Every row is filled with a single repeating character — the row number in hex. Row 0 is all 0s, row 10 is all as, row 15 is all fs. The wall is uniform because every character was computed from consistent intermediate values, protected by the lock.

No-lock mode (chaos)

0 | 0a3f10b280c000f0a92d051e400e0000
1 | 011113a10d931110c141010b16110010
2 | 22822af602b0d3b2822a2b0622202222
3 | 333004333035a33233f333339ab05093

Rows contain a mix of characters. Some are correct (by chance), others are wrong. The pattern varies between runs because the corruption depends on scheduling — which workers happen to interleave in which order.

The more workers you run, the more chaotic the output. With 1 worker and --no-lock, the output is actually correct (no concurrency, no races). Add a second worker and corruption appears immediately.

Applying to Real Systems

The demo models a pattern found across computing:

Databases. A transaction reads a balance, computes interest, writes the new balance. Without isolation (the database equivalent of locking), a concurrent transaction sees the intermediate state and produces a wrong result. This is called a dirty read.

Map-reduce. Multiple reducers accumulate partial results into a shared counter. Without a lock, concurrent increments lose updates. A counter incremented 1000 times by 10 workers might end up at 980 instead of 1000. This is called a lost update.

CI/CD pipelines. Two pipelines deploy the same service simultaneously. One writes config, the other writes the binary. The service starts with mismatched config and binary — the equivalent of reading work_a from one worker and work_b from another.

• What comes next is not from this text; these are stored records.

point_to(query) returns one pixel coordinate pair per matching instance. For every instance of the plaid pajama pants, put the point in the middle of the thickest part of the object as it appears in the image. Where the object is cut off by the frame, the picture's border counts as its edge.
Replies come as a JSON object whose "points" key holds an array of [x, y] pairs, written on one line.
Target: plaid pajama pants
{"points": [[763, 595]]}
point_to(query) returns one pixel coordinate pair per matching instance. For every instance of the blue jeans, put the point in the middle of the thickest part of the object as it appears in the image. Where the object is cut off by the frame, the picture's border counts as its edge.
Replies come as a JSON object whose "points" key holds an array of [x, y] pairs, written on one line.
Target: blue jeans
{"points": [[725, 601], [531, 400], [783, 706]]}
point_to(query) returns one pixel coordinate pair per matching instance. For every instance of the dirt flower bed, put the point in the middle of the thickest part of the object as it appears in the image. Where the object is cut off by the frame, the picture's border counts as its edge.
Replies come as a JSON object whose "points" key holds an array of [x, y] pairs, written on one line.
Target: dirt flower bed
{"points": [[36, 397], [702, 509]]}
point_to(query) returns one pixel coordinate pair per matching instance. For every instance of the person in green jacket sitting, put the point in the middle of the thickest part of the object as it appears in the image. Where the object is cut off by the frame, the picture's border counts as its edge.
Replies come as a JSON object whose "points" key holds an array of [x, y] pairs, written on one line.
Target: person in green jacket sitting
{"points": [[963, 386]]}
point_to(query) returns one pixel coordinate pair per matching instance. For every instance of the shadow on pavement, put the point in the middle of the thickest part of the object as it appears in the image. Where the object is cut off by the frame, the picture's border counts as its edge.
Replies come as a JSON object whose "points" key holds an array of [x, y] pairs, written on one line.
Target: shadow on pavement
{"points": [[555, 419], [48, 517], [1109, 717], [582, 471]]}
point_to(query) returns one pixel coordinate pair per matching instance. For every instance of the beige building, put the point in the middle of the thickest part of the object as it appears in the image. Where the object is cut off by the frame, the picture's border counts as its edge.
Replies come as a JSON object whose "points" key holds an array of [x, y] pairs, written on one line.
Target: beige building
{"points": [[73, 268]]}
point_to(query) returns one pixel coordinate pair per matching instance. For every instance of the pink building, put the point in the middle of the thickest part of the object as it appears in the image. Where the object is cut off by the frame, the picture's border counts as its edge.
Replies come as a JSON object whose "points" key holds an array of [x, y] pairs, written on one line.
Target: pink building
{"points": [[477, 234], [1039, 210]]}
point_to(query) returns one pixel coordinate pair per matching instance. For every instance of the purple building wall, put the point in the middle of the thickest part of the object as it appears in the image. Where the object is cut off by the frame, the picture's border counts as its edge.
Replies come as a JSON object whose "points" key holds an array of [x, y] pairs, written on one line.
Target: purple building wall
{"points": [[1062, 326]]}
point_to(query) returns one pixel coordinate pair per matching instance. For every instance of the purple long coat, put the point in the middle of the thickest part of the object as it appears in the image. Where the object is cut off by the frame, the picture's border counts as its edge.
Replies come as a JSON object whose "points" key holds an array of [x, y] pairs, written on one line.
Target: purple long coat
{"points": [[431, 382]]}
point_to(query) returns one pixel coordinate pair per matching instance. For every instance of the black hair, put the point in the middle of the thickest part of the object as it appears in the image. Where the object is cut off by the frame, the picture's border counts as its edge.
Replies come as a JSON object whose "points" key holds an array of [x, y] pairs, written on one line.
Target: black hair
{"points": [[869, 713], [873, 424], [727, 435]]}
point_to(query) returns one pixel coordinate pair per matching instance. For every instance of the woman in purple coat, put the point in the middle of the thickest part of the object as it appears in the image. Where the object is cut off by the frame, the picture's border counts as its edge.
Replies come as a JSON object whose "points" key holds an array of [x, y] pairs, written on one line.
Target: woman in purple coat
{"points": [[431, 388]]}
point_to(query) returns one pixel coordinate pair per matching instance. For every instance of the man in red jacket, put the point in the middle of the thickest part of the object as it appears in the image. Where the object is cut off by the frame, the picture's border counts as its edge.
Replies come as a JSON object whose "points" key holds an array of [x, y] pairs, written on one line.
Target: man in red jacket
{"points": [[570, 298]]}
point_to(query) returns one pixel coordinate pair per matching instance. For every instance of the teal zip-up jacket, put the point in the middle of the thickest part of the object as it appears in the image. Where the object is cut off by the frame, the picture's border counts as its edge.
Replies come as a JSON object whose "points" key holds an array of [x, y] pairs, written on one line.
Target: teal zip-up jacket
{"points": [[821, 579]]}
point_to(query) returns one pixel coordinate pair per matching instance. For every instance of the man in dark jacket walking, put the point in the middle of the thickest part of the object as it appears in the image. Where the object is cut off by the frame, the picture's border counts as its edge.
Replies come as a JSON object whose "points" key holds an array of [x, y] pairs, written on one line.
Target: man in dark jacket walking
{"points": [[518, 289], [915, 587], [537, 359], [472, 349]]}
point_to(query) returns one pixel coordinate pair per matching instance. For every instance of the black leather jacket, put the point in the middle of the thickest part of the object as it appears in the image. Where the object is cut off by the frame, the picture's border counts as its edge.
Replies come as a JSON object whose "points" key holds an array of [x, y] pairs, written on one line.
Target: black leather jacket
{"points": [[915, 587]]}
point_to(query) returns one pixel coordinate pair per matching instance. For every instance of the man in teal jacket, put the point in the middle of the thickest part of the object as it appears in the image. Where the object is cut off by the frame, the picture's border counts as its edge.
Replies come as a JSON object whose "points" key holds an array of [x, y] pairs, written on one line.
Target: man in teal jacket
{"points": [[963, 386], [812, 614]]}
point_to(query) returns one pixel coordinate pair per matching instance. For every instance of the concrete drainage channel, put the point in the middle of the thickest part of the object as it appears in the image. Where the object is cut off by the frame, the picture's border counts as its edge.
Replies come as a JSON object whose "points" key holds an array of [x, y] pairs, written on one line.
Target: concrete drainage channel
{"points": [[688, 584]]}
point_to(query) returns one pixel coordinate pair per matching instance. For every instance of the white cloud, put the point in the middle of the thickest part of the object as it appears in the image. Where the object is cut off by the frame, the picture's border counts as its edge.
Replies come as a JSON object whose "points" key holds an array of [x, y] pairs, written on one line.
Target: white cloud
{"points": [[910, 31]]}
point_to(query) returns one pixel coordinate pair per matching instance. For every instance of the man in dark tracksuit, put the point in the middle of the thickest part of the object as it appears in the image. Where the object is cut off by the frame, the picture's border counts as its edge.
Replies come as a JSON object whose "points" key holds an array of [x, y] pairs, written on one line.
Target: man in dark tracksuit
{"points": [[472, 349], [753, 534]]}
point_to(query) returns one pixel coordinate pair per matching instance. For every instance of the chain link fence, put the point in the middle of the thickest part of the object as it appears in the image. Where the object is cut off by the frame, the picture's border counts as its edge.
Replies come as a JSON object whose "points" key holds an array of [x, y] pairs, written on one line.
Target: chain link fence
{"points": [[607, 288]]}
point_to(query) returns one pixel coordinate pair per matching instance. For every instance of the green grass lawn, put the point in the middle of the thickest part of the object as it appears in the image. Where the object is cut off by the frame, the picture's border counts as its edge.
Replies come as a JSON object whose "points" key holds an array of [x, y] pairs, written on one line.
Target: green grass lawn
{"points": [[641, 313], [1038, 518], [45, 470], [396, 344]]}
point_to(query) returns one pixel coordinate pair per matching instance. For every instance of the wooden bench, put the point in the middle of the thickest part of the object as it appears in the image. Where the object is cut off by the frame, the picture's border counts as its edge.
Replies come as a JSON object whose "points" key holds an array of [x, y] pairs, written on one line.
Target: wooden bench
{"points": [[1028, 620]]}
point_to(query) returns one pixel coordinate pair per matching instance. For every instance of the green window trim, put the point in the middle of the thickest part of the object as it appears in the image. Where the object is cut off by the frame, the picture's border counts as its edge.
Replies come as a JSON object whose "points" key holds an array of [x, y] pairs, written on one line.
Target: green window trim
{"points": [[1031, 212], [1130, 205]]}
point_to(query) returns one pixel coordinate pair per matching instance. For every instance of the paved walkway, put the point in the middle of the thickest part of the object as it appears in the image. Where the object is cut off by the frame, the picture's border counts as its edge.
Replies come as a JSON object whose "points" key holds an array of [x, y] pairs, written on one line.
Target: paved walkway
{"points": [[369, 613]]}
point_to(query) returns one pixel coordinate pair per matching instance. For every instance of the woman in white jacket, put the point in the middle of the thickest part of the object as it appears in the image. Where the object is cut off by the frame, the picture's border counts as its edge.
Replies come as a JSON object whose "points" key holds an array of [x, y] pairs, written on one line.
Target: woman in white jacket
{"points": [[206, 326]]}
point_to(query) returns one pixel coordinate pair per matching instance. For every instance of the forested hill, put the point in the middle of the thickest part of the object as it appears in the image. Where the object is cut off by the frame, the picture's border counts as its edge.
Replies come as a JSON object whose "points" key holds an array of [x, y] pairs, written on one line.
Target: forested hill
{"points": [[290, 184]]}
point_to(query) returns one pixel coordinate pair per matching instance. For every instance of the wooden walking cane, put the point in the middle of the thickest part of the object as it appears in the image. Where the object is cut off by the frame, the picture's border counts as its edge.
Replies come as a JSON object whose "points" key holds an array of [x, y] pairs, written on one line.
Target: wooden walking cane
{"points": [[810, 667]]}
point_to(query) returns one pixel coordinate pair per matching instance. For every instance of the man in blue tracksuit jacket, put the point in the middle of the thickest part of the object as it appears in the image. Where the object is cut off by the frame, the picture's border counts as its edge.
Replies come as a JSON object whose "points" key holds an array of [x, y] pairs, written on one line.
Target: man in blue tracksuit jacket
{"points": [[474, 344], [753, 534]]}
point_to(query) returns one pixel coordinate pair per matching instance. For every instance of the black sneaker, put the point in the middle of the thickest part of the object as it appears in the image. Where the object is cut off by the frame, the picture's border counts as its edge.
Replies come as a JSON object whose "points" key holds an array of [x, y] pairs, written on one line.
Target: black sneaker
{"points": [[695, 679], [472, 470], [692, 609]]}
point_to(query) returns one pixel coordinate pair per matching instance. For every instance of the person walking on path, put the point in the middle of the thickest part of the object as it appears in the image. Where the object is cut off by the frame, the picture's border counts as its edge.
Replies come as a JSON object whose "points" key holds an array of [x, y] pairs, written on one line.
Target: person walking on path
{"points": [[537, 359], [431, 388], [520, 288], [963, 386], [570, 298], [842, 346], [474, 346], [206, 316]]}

Shared memory. Multiple threads update a struct with several fields. Without a lock, one thread reads a struct where some fields were written by thread A and others by thread B. The struct is internally inconsistent — a torn read.

In every case, the fix is the same: serialize access to the shared state. A lock, a mutex, a transaction, a queue — the mechanism varies, but the principle is identical. Only one writer at a time.